What’s more, to read all 420 X-rays, the radiologists took about three hours on average, while the algorithm scanned and diagnosed all pathologies in about 90 seconds.
Now, Lungren said, his team is working on a subsequent version of CheXNeXt that will bring the researchers even closer to in-clinic testing. The algorithm isn’t ready for that just yet, but Lungren hopes that it will eventually help expedite the X-ray-reading process for doctors diagnosing urgent care or emergency patients who come in with a cough.
“I could see this working in a few ways. The algorithm could triage the X-rays, sorting them into prioritized categories for doctors to review, like normal, abnormal or emergent,” Lungren said. Or the algorithm could sit bedside with primary care doctors for on-demand consultation, he said. In this case, Lungren said, the algorithm could step in to help confirm or cast doubt on a diagnosis. For example, if a patient’s physical exam and lab results were consistent with pneumonia, and the algorithm diagnosed pneumonia on the patient’s X-ray, then that’s a pretty high-confidence diagnosis and the physician could provide care right away for the condition. Importantly, in this scenario, there would be no need to wait for a radiologist. But if the algorithm came up with a different diagnosis, the primary care doctor could take a closer look at the X-ray or consult with a radiologist to make the final call.

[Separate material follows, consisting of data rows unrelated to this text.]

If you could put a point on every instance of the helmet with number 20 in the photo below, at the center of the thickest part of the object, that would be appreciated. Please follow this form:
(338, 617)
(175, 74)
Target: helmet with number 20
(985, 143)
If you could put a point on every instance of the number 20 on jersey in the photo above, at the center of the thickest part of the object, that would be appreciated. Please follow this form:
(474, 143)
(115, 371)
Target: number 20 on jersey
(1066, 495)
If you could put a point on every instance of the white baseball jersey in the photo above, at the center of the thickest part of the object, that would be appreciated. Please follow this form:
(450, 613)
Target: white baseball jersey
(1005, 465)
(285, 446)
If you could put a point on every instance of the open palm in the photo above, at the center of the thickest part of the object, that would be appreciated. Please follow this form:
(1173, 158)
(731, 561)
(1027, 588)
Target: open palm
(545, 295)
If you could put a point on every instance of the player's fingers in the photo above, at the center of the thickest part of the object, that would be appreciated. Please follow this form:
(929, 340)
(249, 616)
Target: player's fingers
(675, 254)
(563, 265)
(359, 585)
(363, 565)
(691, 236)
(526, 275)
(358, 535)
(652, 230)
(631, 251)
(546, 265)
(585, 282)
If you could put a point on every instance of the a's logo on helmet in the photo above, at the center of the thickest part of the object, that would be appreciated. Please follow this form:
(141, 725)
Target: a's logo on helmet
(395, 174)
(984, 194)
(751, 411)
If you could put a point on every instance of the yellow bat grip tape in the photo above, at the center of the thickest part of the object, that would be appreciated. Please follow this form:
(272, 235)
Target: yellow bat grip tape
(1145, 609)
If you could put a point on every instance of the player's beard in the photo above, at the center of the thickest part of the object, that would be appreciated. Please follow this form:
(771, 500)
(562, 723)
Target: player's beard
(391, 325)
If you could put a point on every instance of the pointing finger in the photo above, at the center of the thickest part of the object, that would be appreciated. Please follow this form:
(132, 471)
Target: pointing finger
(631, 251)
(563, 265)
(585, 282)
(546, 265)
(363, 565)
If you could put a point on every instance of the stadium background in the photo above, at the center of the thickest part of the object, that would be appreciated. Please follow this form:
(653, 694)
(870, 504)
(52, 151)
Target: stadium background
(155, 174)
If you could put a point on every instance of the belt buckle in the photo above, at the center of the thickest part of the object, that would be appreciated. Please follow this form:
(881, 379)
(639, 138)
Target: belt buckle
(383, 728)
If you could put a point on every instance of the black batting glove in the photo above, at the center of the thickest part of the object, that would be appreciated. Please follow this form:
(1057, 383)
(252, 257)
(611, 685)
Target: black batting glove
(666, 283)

“We should be building AI algorithms to be as good or better than the gold standard of human, expert physicians. Now, I’m not expecting AI to replace radiologists any time soon, but we are not truly pushing the limits of this technology if we’re just aiming to enhance existing radiologist workflows,” Lungren said. “Instead, we need to be thinking about how far we can push these AI models to improve the lives of patients anywhere in the world.”
Other Stanford authors of the study are biostatistician Robyn Ball, PhD; undergraduate student Kaylie Zhu; former research assistant Brandon Yang; data scientist Hershel Mehta; research assistants Tony Duan and Daisy Ding; former research assistant Aarti Bagul; professor of radiology and of medicine Curtis Langlotz, PhD; assistant professor of radiology Bhavik Patel, MD; associate professor of radiology Kristen Yeom, MD; research associate Katie Shpanskaya; associate professor of radiology Francis Blackenberg, MD; clinical assistant professor of radiology Jayne Seekins, MD; clinical associate professor of radiology Safwan Halabi, MD; and clinical assistant professor of radiology Evan Zucker, MD.
Researchers from Duke University and from the University of Colorado also contributed to the study.
Stanford’s departments of Radiology and of Computer Science along with the Stanford Center for Artificial Intelligence in Medicine & Imaging supported the work.